Day 2 -- It seemed as if I did nothing but hold my breath. I sat on the edge of the chair and got up and walked around when my thoughts tried to take over and break the peace. I tried to let them drift out of my mind and return to just focusing on my breath. Frustrating!

Day 3 -- Lots of noise going on in my mind... thoughts of living a life in which I was more present were elbowed out with run-of-the-mill to-do lists -- like what to pack for an upcoming trip. I couldn't switch off my restless mind and get away from my thoughts. I found it even more disquieting to try and turn it off.

Day 4 -- I opted for a more natural setting as I was drawn to a nearby courtyard with a calming waterfall; when just one month ago, I might not even have been pulled to this open space in the middle of my work day. Through the years, I've probably walked by this quaint spot, oblivious, more times than I can count. The random thoughts accelerating through my brain mirrored the helter-skelter pedestrian traffic moving along the sidewalks. Too distracting! I didn't feel enlightened or carried away to another place.

Day 5 -- Lots of thoughts floated up to the surface. It felt like I had many more thoughts swirling around in my head than when I started the first day. I couldn't turn off the noise in my brain. I didn't seem to be able to stay in the space where I thought I should be. Nothing clicked into place. The practice was anything but refreshing.

As an event and TV producer, one could imagine my life is never quiet; it revolves around structure, processes and timelines, requiring attention to a million and one details. So the silence that accompanies meditation is somewhat deafening. Prior to trying meditation, I thought managing hospitality programs for thousands of people from all over the world during the Olympics was difficult! That was my definition of difficult! Somehow bringing my world closer to home is even more difficult.

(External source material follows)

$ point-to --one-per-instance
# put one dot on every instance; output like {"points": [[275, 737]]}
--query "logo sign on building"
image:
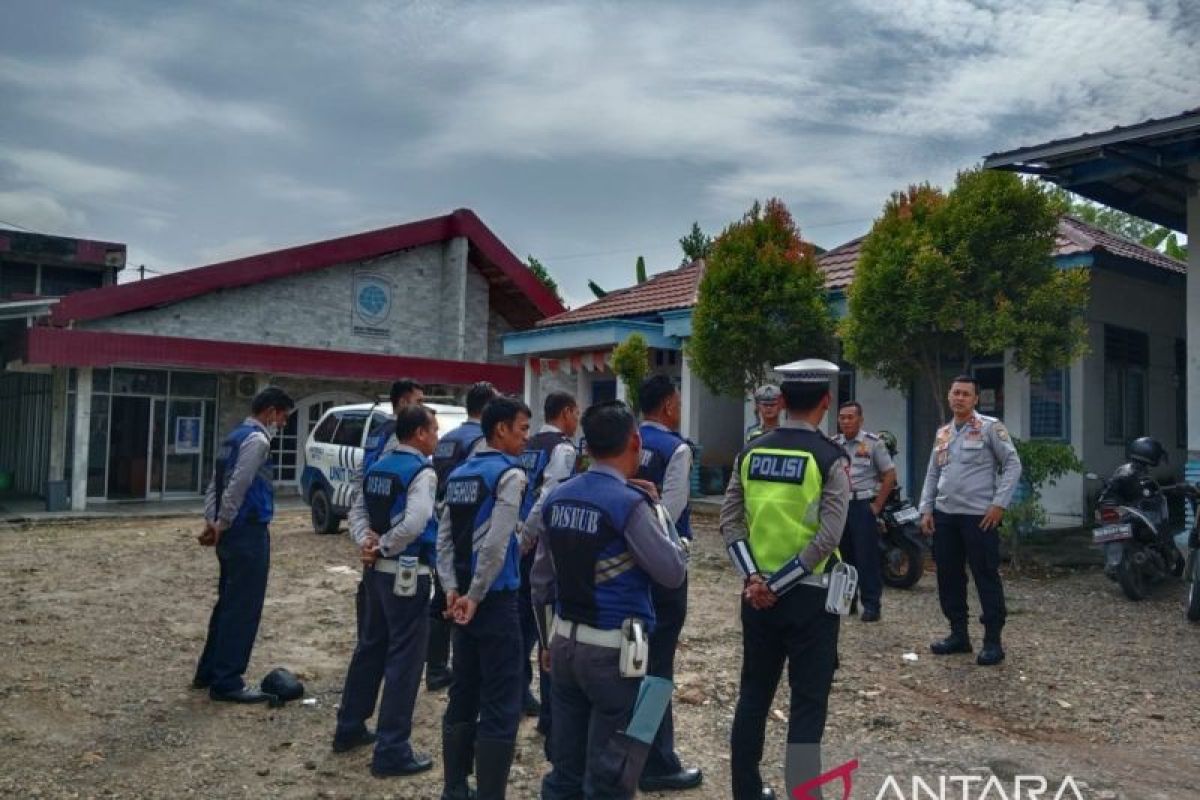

My default setting is always to be doing something. It's not in my DNA to be still or exist without external stimulation. Before starting meditation, I never sat down to just be, to give my mind the space to just be for a short period of time. Communing with myself on a personal level is foreign to me. Removing all outside stimuli and simply experiencing a relationship with my mind was a muscle I didn't think I knew how to flex. I kept chanting to myself, "Just be still, let it unfold."

The effort to meditate -- at least for me -- seems to create more discord than harmony, for now. Perhaps it's important to remind myself that I'm just a beginner at this new way of relating to the world and to myself within it. Meditation is another step towards redefining success in my life from a highly personal and unfamiliar form of observation, a process which can at times be uncomfortable. Learning to be still and listen to the silence on a path towards self-awareness is an acquired skill.